Here’s a shocking statement: the professional scene for Counter-Strike: Global Offensive is on fire at the moment.
Top-seeded teams fall first in tournaments, match-fixing scandals plague the scene, coaches have been complicit in exploits for years, players are burning out at a massive rate, and rosters are starting to begin the musical chairs routine as organizations attempt to figure out which of their players still has a spark left in them that is muffled by the state of play forced by the pandemic, and which are simply growing out of the CS scene.
It isn’t pretty by any stretch of the imagination, and the controversies and upsets are nowhere near completion at this time.

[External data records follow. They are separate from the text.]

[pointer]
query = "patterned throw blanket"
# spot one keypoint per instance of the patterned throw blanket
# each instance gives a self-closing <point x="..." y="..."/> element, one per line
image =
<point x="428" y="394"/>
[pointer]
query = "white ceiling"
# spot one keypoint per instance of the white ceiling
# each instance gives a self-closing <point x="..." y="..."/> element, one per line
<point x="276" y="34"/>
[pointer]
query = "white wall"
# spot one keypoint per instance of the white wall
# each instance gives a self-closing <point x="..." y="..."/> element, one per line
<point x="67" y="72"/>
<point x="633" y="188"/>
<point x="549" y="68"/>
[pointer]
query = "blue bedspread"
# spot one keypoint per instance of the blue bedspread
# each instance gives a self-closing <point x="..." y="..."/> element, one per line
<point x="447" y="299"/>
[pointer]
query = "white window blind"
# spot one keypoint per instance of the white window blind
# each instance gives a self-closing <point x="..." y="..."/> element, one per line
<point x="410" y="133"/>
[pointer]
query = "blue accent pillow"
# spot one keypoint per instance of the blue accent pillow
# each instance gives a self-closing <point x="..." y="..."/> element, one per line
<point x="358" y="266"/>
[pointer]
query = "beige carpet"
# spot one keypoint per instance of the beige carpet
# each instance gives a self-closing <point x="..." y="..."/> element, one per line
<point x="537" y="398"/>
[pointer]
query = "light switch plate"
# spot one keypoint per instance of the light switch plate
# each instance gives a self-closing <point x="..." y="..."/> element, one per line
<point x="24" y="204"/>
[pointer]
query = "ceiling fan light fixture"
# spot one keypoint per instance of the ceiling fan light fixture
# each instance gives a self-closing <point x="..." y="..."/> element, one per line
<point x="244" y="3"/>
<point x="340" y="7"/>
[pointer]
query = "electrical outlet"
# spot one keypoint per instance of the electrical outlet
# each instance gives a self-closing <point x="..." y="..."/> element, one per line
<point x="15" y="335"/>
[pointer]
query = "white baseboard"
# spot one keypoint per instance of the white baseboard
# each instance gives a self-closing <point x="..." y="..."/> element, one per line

To be clear: this is still the beginning of the fallout of Counter-Strike: Global Offensive, and we all have a first-row seat of the debacle as it is occurring entirely online, for better or worse.
The latest casualties of CS:GO being on fire come from Dignitas, a team that has suffered a flurry of losses in recent weeks and months, dropping the Swedish team outside of the top thirty for the entirety of 2020.
Let’s all drop a big fat F for Christopher ‘GeT_RiGhT’ Alesund and Richard ‘Xizt’ Landström as they are immediately benched following the announcement; we hear that Valorant has been picking up aging CS talent with relative impunity.
Goofs and gaffes aside, however, and both players are aging up considering the standard: Chris is 30 years old and Richard is 29.
Both players have a heft of trophies under their belt earned between 2012 and 2018 on NiP before shifting teams, but their recent performances have admittedly not been the greatest; they’ve been on a steady downward decline for the majority of 2020.
Some have theorized that Chris Alesund knew this was coming a ways off: the player has been seen streaming far more with various personalities as he begins hitting the streaming grind which he will likely carry through in the interim while he finds his newest place within competitive esports, either in CS:GO or a different title.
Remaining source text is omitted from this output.